On the day Theresa Schiavo finally died it seemed clear that the unthinkable question could for the time being remain unthought. Freed of the need to avoid confronting the presence of an actual moral dilemma, all sides could reassume their usual fencing positions. All sides could imagine that by exposing the errors of the opposition, they had advanced the public dialogue. “This is going to be an all-out culture war,” someone said enthusiastically on MSNBC that evening. “Mr. Schiavo’s overriding concern here was to provide for Terri a peaceful death with dignity,” George Felos had said when he appeared before the cameras that day. “This death was not for the siblings, and not for the spouse and not for the parents.
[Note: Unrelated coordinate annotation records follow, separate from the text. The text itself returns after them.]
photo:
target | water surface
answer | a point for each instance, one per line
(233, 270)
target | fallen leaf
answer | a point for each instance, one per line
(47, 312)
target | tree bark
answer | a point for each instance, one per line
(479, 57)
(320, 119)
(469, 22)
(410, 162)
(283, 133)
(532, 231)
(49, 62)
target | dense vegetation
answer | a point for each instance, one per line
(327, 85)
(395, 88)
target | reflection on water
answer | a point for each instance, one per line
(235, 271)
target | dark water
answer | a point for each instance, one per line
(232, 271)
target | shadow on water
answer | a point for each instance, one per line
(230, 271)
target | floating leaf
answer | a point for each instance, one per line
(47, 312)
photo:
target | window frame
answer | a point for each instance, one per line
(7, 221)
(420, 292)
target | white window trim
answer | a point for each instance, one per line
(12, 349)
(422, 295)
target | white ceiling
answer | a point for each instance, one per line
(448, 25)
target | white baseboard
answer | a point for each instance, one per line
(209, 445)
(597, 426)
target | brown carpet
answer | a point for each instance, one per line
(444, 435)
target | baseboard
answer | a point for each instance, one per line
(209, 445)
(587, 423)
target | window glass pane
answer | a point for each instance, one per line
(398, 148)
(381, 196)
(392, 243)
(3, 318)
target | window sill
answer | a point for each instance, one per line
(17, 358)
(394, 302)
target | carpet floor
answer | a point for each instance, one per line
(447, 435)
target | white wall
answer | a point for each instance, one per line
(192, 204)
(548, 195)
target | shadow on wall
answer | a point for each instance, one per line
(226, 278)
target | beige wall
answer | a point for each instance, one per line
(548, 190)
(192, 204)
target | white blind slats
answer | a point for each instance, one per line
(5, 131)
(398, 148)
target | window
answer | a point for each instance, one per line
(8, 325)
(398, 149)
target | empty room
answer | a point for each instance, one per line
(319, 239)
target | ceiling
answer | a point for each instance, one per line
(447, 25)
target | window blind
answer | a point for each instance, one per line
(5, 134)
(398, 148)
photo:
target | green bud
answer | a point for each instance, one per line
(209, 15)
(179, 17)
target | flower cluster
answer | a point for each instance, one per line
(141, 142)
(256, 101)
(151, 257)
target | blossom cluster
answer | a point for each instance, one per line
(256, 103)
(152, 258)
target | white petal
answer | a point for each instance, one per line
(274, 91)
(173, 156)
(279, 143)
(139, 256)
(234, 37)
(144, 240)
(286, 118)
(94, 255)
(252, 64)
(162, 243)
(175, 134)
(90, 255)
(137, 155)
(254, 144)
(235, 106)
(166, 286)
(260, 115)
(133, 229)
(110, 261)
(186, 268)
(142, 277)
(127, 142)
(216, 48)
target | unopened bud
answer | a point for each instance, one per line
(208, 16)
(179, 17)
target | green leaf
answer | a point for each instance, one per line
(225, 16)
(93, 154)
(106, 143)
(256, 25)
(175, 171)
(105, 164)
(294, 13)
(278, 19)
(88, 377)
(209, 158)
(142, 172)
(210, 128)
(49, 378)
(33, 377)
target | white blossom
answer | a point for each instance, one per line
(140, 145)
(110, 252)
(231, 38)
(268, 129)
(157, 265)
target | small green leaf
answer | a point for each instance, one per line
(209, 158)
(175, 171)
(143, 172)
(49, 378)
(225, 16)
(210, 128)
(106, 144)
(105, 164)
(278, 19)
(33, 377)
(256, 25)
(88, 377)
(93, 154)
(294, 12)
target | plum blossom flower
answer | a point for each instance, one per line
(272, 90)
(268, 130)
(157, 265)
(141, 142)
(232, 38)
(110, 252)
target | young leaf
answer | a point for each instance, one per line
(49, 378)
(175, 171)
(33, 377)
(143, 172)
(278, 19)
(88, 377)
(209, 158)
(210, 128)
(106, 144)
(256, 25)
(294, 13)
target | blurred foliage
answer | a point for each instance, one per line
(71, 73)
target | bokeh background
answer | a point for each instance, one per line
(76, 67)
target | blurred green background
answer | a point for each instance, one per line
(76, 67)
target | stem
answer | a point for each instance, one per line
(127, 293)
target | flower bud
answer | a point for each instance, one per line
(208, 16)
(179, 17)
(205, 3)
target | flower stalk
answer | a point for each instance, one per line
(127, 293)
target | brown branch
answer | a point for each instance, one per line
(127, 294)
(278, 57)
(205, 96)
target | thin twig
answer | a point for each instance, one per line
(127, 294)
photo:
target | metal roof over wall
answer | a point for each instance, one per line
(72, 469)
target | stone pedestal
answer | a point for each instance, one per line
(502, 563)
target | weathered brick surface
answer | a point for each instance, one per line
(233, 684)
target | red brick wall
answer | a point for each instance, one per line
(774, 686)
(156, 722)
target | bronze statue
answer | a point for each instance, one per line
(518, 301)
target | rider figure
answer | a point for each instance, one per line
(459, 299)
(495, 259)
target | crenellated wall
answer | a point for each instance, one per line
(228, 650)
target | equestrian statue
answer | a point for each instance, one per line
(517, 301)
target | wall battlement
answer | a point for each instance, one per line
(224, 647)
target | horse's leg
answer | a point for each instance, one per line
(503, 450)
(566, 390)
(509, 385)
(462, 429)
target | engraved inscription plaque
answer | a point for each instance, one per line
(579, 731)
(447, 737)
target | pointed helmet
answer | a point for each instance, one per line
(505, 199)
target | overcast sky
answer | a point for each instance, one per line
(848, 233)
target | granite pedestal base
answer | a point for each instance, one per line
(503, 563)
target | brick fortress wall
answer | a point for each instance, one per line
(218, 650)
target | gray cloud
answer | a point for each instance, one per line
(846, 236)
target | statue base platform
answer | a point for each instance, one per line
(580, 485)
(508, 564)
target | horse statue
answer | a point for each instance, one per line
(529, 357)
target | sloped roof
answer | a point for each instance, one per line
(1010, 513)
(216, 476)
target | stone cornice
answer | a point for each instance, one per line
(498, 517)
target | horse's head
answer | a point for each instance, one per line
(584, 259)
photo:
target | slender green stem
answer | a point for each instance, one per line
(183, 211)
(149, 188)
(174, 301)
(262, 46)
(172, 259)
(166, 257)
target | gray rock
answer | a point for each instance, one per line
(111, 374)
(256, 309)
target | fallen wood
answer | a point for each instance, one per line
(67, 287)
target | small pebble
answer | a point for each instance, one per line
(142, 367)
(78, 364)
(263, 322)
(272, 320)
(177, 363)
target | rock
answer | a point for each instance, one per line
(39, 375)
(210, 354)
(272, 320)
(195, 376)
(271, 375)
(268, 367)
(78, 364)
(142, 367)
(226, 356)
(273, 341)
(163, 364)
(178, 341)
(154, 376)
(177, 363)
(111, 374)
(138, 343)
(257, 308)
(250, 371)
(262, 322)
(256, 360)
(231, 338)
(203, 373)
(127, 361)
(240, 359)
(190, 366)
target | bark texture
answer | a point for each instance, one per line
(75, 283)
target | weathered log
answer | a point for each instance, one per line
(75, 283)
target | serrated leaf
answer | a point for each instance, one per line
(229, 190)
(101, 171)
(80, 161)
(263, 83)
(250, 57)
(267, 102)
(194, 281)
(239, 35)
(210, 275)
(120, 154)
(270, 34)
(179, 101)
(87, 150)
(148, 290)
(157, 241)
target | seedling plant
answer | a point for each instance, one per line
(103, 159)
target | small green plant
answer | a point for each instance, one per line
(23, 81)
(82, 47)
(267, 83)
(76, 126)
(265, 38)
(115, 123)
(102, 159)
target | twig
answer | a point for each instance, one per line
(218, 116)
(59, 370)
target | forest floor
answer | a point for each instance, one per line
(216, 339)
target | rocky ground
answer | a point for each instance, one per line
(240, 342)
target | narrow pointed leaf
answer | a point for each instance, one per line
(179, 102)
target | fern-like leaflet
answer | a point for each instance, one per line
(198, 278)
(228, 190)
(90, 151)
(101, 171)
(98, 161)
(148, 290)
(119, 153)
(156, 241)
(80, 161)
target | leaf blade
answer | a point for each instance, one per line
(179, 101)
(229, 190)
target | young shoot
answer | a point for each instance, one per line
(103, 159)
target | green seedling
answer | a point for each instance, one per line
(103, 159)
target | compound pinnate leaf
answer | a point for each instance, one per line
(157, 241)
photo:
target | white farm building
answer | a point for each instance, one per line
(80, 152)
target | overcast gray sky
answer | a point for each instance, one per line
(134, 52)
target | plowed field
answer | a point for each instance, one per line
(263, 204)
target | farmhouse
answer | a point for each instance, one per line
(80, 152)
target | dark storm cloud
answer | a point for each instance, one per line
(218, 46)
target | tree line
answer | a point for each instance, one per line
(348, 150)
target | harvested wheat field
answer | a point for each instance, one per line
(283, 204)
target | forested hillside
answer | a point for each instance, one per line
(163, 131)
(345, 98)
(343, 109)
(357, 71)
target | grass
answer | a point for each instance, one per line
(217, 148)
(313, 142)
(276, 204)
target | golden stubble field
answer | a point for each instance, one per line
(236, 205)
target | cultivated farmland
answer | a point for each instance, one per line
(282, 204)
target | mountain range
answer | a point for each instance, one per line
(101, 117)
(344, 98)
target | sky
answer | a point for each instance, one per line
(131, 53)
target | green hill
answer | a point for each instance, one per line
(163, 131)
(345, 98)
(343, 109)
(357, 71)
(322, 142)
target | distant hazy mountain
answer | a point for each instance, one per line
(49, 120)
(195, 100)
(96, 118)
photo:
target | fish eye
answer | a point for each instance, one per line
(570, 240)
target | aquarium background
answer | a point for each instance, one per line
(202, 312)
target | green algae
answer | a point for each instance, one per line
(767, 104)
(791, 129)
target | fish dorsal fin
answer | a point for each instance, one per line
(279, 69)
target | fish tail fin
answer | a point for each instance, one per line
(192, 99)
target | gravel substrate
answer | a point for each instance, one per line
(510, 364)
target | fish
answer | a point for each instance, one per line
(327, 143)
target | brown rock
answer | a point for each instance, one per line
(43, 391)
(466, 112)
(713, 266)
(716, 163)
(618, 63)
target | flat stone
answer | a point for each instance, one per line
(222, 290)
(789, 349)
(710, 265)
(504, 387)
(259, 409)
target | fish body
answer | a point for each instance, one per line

This was for Terri.” He had gone on to explain that those present in the room to witness the death that was for Terri (her brother and sister, who were with her earlier that morning, had been ordered to leave the hospice at the request of her husband) were himself, his associate Deborah Bushnell, Michael Schiavo, and Michael Schiavo’s brother Brian, who that evening would swear on Larry King Live that he could never forgive the Schindlers for what they had said about his brother and if anybody didn’t believe his brother had fulfilled Terri’s wishes, “they can pound sand.”

Meanwhile, on MSNBC, John Fund of The Wall Street Journal was being asked to assess “the political fallout” from the death with dignity that had taken place that morning in the presence of the husband who wanted the dying woman dead, his two lawyers, and his hothead brother. “We’re twenty months to the next election,” John Fund said, “so I think the political impact will be limited.”

  1. 2

    Life’s Dominion: An Argument About Abortion, Euthanasia, and Individual Freedom (Knopf, 1993), p. 190.